At this weekend’s California Association for the Gifted Conference there was intense focus on the elements of depth and complexity. Students are guided towards a series of visual prompts to help them penetrate beneath the surface understanding of a concept and develop a richer understanding by thinking critically about it. Is there, for example, special vocabulary to learn? Are there terms that the student may be unfamiliar with? Does a rich understanding of the concept point to missing information, an area where there is limited understanding—are there unanswered questions or unresolved issues? It is by thinking about things from such perspectives that students develop a richer understanding. They also need to develop a sense of the relatedness of things not only within disciplines but across disciplines.
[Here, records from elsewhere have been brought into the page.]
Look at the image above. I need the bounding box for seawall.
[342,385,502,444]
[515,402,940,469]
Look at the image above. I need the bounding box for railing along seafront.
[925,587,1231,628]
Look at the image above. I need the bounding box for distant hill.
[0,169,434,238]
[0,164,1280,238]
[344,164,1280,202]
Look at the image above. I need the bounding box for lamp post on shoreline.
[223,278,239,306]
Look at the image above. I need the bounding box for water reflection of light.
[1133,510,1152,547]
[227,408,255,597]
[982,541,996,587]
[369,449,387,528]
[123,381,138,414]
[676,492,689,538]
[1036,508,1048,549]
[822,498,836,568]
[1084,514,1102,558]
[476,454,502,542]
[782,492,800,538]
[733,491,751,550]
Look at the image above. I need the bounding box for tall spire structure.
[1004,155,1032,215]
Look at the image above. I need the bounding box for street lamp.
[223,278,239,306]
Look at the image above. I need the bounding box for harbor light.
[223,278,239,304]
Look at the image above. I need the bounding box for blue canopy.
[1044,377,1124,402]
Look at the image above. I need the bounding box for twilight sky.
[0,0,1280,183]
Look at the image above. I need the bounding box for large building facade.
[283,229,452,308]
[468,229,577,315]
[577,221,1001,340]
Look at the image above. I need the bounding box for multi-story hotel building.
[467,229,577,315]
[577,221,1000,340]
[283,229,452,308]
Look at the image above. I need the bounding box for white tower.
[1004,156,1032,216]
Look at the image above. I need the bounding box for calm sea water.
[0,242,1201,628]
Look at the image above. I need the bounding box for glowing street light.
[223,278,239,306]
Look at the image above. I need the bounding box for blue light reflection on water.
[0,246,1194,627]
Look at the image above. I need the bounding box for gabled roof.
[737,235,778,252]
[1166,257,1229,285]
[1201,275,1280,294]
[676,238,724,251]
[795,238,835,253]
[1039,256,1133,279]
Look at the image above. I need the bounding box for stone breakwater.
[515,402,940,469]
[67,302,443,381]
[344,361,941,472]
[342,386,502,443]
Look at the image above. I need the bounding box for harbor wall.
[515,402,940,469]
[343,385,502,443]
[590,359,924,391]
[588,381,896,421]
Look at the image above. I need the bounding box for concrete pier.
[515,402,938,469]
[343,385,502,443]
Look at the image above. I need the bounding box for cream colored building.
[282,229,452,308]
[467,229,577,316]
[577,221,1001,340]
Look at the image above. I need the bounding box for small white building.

Just as the functions of the various bodily organs are related to each other within an organism, so science itself cannot be learned independently of history, as history cannot ignore the scientific and technological advances that have played a part in history and historical outcomes. The same is true of the arts and culture and philosophy. They each inform each other and other disciplines besides.
This attention to the depth and interconnectedness of things was a refreshing reminder of the need to develop challenging curriculum in order to let the nascent abilities of our students emerge. By offering a range of challenging classes, both required and elective, students have the opportunity to develop interests and expertise in areas that would otherwise have remained dormant and undiscovered. Students develop a variety of ways of learning. In some cases they will confront the area of inquiry head on, in others they might have to read around the topic widely in order to get a fuller understanding. In many cases they might look to other disciplines, to the arts, to philosophy and ethics, to culture and science, to inform their present enquiry.
With the shift to non-linear methods of teaching, with the classroom being student-centered rather than teacher-centered, the students themselves are in a position to guide how complex and deep their investigations and learning will be. The role of the teacher is increasingly to ask questions, to guide exploration and research rather than to provide answers. All of our students benefit from such thinking and from such an approach, not just the gifted.